Clearing stump lands to bring in new settlers
By Kris Leonhardt
By 1909 early timber barons had cleared the vast woodlands surrounding Marshfield. What was once a bustling gold mine of precious wood now lay still and unwanted. All that remained were sawed-off stumps and remains from the crews of working men.
John P. Hume, a city newspaper founder and editor, looked at the area around the growing city and saw more than worthless stump lands. He saw growth and opportunity. Although there would be difficulties in selling this land, Hume had a plan.

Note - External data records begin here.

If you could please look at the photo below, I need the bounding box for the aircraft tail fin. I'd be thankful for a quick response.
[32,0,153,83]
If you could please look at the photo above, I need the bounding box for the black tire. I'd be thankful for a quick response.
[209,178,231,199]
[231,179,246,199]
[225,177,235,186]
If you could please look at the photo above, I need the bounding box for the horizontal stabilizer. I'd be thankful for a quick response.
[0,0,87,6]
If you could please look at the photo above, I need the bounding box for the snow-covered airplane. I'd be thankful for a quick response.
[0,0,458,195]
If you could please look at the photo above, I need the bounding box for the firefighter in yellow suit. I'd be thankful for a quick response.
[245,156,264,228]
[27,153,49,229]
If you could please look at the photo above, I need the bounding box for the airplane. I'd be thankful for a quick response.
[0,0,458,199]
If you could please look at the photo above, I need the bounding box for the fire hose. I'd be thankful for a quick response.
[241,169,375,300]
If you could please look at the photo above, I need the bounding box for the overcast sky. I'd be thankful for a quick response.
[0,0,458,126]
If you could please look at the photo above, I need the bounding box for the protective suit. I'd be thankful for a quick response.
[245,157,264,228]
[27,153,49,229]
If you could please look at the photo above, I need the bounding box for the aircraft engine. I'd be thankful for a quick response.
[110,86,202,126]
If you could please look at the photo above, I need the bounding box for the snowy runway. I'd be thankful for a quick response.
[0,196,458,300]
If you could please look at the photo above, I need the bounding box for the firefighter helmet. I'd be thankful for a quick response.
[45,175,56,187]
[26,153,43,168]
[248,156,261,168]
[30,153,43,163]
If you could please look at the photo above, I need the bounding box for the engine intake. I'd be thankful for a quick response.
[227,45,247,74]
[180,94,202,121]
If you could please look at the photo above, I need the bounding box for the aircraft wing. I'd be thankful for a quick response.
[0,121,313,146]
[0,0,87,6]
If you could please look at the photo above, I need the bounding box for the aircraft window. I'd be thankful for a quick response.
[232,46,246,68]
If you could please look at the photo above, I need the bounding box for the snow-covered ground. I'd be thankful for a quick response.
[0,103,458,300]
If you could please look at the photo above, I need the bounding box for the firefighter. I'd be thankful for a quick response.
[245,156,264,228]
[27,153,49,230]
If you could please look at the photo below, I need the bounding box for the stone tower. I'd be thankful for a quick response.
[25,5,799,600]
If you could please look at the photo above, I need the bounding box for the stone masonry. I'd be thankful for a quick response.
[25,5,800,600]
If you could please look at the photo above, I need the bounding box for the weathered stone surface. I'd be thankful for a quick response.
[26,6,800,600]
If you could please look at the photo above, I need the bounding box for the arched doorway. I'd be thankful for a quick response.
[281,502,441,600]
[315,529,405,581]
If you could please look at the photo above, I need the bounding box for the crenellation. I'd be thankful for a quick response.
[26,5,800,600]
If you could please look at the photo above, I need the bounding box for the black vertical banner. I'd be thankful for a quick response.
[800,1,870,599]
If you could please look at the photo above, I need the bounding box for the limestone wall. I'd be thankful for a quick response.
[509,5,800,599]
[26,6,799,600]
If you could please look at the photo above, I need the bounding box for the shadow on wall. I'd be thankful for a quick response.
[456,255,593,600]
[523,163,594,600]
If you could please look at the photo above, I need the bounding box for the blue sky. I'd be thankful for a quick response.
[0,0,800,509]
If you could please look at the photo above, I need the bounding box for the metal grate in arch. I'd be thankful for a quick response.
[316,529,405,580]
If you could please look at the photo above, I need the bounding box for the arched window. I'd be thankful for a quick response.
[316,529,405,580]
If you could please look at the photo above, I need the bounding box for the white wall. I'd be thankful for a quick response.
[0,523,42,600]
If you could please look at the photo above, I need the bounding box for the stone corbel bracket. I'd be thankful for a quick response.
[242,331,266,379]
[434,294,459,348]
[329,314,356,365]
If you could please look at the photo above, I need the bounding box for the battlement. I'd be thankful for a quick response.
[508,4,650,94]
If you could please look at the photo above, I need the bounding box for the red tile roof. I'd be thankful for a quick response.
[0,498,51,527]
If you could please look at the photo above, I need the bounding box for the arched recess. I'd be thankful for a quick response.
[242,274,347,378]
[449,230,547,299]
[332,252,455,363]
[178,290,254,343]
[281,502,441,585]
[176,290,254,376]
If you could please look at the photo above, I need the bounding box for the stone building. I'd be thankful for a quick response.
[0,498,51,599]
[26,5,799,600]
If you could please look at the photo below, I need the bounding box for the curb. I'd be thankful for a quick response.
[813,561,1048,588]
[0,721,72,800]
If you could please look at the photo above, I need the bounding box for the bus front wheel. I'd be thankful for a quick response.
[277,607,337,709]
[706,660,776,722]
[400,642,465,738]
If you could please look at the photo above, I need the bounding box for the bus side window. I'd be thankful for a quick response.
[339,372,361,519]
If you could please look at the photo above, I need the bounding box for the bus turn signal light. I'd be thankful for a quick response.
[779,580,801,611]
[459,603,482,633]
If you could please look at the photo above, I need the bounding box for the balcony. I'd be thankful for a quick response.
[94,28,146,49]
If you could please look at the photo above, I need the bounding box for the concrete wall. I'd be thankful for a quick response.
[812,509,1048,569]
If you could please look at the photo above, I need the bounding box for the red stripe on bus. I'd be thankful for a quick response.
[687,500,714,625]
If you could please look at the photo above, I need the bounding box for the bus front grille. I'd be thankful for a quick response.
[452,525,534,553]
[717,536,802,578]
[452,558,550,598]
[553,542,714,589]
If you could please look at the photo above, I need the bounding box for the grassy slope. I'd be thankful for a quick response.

An optimist and a philanthropist, Hume was in the land business but not entirely for himself. While the cutover woodlands lay unwanted, eager families longed to settle in new areas of Wisconsin. Without the funds to provide for their needs while also clearing the cutover northern lands, families opted to settle in the southern counties of the state that required much less labor and capital to get started.
In addition, the government at that time encouraged and assisted settlers moving to irrigation lands as well as the dry, windy lands in the west.
Hume created a way to attract these settlers while enlisting an army of soldiers to clear the lands and expose the fertile soil. After organizing the Consolidated Farm Company, Hume acquired machines to clear the stumps from the land, employing a whole new workforce in the woodlands.
The company also provided settlers with the funds to make it through the first year of living while creating their homestead. Money was lent out to purchase stock and equipment as well and was to be repaid with a minimal interest.
As many of these settlers were employed with the company, Hume was guaranteed repayment from those desiring a home in the region. With a legion of foremen, even those families without experience in farming the woodlands could easily make their way through the first years.
By July 1909 Hume’s plan had been operating for a year without one failed agreement. Newspapers around the Midwest, including the Chicago Record-Herald, ran articles acknowledging Hume’s vision and success in bringing settlers to the Marshfield area.
Today, Hume’s name graces Marshfield’s city streets. His original home is a part of the Marshfield Historic District and may be found at 407 W. Park St.